Néanmoins, le secteur agroalimentaire en Éthiopie présente de nombreuses opportunités. Le secteur a des besoins en machineries diverses pour la torréfaction et le traitement du café, la transformation du lait, la transformation du poulet, l'engraissement du bétail et les abattoirs, la production d'aliments pour animaux et poulets, l'extraction et le traitement du jus, le traitement des tomates et des pommes de terre, le traitement de la farine, la boulangerie, la fabrication de pâtes ainsi que des machines pour l'extraction, la filtration et le traitement des huiles alimentaires, la fourniture d'une chaîne du froid, d'une technologie post-récolte, d'une technologie de conservation mobile et d'installations de stockage ainsi que des technologies de traitement du sucre et diverses machines.
[1] L’objectif de cette suspension et la condition de la reprise sont la mise en place d’un ensemble de garanties et de contrôles pour éviter le détournement des denrées alimentaires dans le pays. Cette interruption intervient après celle décidée par l’agence américaine de développement USAID, premier contributeur du pays à l’aide alimentaire (1,4 Md USD de dons sur l’année 2022).

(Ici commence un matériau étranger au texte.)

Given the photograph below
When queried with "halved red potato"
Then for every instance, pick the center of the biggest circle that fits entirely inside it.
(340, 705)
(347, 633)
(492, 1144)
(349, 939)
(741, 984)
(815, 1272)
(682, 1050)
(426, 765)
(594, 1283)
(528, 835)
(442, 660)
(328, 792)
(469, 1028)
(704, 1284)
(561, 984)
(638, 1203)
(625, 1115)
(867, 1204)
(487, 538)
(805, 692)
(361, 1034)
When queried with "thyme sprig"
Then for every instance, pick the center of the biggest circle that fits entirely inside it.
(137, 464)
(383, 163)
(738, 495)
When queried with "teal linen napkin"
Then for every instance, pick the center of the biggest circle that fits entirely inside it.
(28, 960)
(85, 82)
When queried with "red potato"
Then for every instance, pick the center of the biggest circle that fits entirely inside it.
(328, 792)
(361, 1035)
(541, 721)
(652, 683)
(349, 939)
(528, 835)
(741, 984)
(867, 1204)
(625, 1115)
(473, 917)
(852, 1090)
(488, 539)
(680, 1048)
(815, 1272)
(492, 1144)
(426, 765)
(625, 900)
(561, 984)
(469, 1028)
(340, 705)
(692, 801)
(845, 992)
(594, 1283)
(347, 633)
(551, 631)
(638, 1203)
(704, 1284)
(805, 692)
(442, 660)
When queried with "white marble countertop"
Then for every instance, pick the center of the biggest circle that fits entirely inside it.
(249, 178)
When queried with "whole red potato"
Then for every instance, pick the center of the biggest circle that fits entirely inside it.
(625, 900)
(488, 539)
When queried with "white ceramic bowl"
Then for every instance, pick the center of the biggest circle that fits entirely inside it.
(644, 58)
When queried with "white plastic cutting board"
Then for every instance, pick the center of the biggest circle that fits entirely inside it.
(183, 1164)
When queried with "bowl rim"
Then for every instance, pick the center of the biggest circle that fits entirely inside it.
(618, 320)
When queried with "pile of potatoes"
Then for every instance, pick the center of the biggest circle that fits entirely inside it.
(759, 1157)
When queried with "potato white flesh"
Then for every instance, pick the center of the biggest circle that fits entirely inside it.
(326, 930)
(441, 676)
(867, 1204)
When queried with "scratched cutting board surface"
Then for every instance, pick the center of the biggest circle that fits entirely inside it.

USAID a en effet mené une enquête constatant des détournements de l’aide alimentaire à l’échelle du pays. Les deux organisations attendent des mesures drastiques et exceptionnelles de la part du gouvernement central et des gouvernements régionaux avant de rétablir leur soutien. L’enjeu est de taille pour le pays, dont plus de 16 % de la population, à savoir 20 M de personnes, dépendent directement de ces denrées dans un contexte où les conflits internes et les sécheresses à répétition fragilisent la production agricole locale. A ce jour, les rapports d’USAID ne désignent aucun coupable nommément mais mettraient en évidence le caractère massif et systématique des mécanismes incriminés.
[2] Créée en 2020, cette usine d’une capacité de production de 80 000 pains/heure. Néanmoins, cette inauguration s’est suivie par une pénurie de pain en ville pendant 2-3 jours, témoignant de l’insuffisance des intrants dans le pays.